Economics and Strategy

Risk Aversion Overwhelms Fundamentals

Global equities experienced a rollercoaster ride as sentiment shifts on the US-China trade dispute collided with a stream of Dovish commentary from central bankers. Risk aversion was a key theme last quarter as investors sold equities and poured cash into money market funds and US treasuries at a rate similar to that seen last December and during the 2008 Global Financial Crisis. Worries over a U.S. recession, deteriorating global trade and soft economic data led some EM central banks to break with convention and ease before the Fed.

Conviction levels among global equity investors is low, and this has been reflected not only in fund flows away from shares but also investors ignoring extremely attractive valuations. Furthermore, while economic data has reversed, there are no signs that the world is heading into a deflationary abyss with 1Q19 European wage data the best since 2009. Moreover, the drop in negative nominal yields has meant that real interest rates are extremely accommodative for financial markets, especially for equities.
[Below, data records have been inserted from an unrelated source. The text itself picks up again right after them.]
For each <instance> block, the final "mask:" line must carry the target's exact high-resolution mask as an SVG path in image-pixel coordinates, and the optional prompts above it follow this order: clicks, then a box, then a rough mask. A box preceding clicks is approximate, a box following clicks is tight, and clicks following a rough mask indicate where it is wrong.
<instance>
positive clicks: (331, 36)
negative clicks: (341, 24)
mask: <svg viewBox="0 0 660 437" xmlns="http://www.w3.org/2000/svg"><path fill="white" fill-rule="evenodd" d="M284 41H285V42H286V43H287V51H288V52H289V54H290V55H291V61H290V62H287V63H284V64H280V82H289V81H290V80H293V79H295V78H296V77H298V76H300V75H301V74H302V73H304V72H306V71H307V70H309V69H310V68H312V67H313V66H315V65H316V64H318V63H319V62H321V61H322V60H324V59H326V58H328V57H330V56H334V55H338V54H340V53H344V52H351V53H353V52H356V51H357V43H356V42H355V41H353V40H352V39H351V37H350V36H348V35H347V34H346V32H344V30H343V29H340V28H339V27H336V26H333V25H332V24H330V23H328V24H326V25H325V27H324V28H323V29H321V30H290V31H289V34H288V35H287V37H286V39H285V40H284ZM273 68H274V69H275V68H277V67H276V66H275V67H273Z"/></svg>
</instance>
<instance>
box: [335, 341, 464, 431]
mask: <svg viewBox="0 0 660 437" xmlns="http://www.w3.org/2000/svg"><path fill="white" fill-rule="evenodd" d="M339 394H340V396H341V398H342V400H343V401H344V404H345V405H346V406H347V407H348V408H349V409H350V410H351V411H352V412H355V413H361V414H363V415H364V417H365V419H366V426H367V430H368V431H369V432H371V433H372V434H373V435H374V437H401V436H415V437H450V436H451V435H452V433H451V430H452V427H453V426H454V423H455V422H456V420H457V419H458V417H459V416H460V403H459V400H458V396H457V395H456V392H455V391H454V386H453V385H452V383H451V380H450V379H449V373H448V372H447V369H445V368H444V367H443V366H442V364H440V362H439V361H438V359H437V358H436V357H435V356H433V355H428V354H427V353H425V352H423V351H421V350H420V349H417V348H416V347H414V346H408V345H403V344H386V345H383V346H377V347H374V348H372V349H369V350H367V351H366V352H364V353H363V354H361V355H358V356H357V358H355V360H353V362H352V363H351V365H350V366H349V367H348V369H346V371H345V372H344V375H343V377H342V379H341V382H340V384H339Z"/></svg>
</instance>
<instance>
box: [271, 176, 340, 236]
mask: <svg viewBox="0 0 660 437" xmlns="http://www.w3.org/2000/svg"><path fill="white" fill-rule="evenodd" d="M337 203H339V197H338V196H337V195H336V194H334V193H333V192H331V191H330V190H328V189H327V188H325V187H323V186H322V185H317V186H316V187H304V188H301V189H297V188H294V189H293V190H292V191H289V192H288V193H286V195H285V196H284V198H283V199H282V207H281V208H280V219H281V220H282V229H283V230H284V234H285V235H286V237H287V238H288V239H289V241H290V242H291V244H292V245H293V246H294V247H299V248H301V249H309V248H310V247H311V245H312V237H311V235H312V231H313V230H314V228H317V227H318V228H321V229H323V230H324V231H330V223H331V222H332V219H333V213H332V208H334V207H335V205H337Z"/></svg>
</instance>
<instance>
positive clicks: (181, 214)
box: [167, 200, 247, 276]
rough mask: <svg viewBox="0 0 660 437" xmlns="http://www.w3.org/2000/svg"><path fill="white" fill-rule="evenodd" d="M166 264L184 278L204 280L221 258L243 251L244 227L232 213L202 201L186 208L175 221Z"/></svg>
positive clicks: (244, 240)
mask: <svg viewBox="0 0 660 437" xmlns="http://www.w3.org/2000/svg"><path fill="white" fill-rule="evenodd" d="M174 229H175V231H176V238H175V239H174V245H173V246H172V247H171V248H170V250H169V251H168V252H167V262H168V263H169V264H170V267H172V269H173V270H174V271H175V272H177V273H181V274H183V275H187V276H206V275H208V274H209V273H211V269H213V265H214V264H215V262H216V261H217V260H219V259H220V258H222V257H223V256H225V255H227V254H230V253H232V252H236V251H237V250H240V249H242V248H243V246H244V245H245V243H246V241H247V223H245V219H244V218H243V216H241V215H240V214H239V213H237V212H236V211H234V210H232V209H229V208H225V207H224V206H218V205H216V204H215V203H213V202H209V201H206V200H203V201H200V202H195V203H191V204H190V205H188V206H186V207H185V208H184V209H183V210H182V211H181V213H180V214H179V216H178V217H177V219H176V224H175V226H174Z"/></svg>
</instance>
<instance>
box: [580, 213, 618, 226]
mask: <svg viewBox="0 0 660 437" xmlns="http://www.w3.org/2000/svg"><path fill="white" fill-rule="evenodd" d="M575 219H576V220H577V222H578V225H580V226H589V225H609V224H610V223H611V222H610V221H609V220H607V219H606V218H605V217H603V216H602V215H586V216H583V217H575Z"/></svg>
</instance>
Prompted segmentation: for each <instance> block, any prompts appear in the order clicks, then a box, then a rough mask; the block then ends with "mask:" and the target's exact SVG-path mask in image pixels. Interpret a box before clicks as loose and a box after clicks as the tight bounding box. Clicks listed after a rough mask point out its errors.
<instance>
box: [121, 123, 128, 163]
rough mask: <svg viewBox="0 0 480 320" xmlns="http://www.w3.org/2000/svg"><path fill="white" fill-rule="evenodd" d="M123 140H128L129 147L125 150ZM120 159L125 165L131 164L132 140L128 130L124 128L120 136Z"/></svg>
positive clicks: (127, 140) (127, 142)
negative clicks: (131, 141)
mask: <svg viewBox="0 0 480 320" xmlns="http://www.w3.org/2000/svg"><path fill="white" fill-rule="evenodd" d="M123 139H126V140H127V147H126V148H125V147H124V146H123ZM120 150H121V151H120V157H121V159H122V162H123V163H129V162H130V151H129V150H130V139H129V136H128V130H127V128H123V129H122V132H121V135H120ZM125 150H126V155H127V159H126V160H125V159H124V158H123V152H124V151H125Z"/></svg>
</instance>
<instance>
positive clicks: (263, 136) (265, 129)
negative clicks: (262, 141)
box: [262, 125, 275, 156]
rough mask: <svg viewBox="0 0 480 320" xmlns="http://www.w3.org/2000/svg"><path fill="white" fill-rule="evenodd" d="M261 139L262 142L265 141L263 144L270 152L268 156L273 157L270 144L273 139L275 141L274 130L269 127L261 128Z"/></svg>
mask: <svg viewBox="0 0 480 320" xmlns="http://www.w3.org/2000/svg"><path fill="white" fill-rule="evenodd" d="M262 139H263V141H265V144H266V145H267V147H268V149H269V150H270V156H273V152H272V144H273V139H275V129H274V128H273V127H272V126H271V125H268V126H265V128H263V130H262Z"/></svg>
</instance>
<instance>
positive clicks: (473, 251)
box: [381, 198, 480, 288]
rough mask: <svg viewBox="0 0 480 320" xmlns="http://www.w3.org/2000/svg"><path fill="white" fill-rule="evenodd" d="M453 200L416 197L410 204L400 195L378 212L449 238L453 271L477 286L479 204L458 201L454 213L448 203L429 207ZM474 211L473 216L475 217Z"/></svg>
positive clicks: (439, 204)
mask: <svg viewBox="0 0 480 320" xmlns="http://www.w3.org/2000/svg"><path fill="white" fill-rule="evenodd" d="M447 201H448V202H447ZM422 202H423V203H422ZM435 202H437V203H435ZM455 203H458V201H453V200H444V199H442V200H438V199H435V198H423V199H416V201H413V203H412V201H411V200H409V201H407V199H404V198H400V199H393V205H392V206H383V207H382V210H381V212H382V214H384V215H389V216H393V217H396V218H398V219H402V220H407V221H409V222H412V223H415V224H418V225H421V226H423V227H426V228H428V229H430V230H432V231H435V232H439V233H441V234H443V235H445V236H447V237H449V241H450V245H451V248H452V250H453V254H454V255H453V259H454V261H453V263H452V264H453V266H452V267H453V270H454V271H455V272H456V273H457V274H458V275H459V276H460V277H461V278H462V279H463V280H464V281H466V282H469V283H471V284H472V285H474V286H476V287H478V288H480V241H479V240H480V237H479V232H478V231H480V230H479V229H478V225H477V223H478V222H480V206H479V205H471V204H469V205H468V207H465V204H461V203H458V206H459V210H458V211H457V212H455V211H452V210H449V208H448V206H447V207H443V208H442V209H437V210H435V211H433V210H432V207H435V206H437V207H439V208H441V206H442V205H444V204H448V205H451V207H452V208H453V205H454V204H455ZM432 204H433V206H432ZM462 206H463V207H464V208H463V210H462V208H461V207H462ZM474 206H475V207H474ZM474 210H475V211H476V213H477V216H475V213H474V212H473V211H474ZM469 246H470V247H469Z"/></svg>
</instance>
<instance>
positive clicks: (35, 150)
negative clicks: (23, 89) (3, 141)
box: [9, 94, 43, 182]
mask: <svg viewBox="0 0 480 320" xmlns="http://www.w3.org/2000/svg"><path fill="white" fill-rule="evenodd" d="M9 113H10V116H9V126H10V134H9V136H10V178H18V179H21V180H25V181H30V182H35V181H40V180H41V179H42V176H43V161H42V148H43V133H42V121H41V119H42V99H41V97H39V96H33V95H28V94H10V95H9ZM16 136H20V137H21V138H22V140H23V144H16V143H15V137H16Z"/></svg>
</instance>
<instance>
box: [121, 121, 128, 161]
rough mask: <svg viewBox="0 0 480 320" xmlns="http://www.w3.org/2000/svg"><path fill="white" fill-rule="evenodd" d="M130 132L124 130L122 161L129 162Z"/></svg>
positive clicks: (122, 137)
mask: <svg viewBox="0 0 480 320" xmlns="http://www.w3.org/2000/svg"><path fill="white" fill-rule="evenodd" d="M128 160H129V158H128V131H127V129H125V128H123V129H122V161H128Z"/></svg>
One of the dichotomies confusing investors presently is the divergence between manufacturing and services data releases. The former has seen poorer announcements which disproportionately effect earnings estimates while the latter is experiencing ongoing expansion but there are few pure listed service companies. We expect equity investors to ‘capitulate’ and switch from cash to equities as earnings revisions become “less bad” over the next quarter. Valuations are very attractive in Europe, EM and within the S&P 500 energy, materials and industrials.